【バルビゾンへの道 山寺 後藤美術館コレクション展】
art-44 【バルビゾンへの道 山寺 後藤美術館コレクション展】 Bunkamura ザ・ミュージアム
山形の山寺後藤美術館のコレクションがきているというので、行って参りました。
昨年4月に、ニューオータニ美術館に女性の肖像画と静物画計35点がきていて見に行ったのだが、そのときもなかなかいいものを持っているなあと感心した。
この美術館、てっきりバロック、ロココなどの肖像画のコレクションと静物画少々、なのかと思っていたのだが、何?バルビゾン?
前回は風景画はまったく来ていなかったので(そういう趣旨の展覧会ではなかった)、楽しみである。
神話・聖書・文学
まずは聖母からスタート。
サルヴィの「祈りの聖母」とムリリョの「悲しみの聖母」が並ぶ。
「祈りの聖母」は幼子イエスを慈愛に満ちたまなざしで見つめる聖母、「悲しみの聖母」は、磔刑になったイエスを見上げる(おそらく)聖母。この配置もいいですね。悲しみの聖母の頬には涙も見える。
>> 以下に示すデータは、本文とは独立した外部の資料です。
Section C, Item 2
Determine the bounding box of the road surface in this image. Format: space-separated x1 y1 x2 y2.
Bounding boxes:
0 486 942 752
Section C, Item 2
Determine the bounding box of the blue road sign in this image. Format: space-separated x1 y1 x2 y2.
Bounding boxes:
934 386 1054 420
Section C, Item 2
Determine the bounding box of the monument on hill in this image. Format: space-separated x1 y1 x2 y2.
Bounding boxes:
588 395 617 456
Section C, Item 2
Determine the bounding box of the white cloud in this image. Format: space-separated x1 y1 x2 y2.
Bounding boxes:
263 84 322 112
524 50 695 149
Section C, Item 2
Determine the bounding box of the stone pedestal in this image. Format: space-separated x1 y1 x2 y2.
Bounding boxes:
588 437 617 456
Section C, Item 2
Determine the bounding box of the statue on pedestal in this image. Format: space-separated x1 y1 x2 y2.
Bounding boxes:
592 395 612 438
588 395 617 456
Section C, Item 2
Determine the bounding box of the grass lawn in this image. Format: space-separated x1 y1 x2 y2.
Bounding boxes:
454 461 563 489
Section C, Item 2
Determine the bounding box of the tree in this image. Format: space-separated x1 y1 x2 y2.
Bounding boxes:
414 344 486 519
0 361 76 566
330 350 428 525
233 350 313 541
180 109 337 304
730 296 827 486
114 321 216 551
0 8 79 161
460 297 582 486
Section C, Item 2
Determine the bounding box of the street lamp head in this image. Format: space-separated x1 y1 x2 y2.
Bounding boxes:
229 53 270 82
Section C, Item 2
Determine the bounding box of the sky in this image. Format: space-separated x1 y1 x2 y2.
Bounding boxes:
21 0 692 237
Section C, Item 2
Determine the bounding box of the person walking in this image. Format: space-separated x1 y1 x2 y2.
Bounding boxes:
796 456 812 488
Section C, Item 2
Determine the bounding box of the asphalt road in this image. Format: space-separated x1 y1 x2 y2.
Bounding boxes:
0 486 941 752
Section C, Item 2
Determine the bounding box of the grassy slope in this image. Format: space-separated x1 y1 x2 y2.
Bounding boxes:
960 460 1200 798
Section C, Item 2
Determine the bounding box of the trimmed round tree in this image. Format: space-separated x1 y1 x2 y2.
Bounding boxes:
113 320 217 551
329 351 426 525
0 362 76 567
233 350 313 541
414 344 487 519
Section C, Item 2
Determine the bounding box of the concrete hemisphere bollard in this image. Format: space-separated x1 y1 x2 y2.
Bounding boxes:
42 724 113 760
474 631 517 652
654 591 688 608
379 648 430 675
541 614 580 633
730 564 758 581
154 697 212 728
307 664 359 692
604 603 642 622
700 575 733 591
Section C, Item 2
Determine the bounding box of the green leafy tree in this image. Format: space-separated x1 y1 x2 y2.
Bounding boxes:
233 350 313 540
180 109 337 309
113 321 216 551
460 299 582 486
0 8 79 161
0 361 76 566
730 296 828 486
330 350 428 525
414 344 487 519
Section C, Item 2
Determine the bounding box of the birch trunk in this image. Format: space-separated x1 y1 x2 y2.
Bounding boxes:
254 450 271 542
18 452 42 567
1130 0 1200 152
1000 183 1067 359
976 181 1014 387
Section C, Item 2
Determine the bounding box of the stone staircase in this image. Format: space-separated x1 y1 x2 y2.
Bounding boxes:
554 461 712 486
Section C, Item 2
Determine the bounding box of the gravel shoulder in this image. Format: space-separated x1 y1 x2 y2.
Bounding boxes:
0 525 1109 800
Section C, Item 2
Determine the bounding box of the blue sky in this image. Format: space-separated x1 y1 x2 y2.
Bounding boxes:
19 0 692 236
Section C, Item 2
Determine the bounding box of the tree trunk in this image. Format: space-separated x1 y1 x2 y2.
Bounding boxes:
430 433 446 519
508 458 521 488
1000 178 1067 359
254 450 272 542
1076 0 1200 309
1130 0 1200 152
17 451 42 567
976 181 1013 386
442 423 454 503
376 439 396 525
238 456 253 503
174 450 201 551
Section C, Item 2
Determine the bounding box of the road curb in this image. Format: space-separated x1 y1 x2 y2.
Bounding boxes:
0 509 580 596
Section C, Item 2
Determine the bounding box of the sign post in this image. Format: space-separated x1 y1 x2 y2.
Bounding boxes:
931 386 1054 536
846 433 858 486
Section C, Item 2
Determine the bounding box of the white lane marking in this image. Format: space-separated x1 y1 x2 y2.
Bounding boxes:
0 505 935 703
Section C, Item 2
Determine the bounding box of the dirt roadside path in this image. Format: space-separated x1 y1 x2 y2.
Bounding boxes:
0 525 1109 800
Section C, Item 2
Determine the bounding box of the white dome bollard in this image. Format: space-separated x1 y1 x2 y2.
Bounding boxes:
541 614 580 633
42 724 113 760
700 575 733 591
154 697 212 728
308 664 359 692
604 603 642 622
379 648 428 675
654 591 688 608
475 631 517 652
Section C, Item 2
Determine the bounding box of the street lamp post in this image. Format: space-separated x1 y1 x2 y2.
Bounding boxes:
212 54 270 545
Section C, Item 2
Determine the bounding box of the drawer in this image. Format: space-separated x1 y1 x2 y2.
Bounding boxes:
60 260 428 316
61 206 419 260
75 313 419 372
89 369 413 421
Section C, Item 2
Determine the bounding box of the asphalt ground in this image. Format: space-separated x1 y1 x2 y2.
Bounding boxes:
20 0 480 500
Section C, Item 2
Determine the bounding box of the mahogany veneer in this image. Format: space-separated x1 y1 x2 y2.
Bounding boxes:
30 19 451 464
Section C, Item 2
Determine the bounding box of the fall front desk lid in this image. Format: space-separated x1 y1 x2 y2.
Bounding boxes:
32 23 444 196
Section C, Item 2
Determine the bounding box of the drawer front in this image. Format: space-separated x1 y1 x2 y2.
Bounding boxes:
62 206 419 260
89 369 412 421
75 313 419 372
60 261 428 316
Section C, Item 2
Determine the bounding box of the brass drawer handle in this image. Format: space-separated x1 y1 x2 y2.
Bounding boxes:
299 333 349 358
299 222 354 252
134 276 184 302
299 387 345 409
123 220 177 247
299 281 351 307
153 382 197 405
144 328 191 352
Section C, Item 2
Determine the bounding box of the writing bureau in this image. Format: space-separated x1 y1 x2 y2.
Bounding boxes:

神話も重要な主題で、「ディアナ」などはよく描かれたテーマだろうけれど、「水浴する女たち」は、どの話を描いたかよくわからず、神話がテーマではないのかも。
聖書でいうと「荒地のマグダラのマリア」も世俗的な感じがする。
絵を見る際、古典文学の知識も必要ですね。
今回も、「リア王とコーデリア」、「デスデモーナ」といったシェークスピアから主題をとった絵があった。
美しさと威厳
この章の絵は、前回の展覧会で見たものが多かった。
コンスタブルのグルーズの絵の模写(こんな絵はめずらしいが、コンスタブル自身も作風があわず苦労したらしい)、グルーズ自身の少女の絵が愛らしいが、今回一番気に入ったのは、ジャン・バティスト・ユエの「羊飼い姿のヴィーナス」。ロココってそれほど好きではないのだけど、今回の気分として、優美なものが見たかったのかも(笑)。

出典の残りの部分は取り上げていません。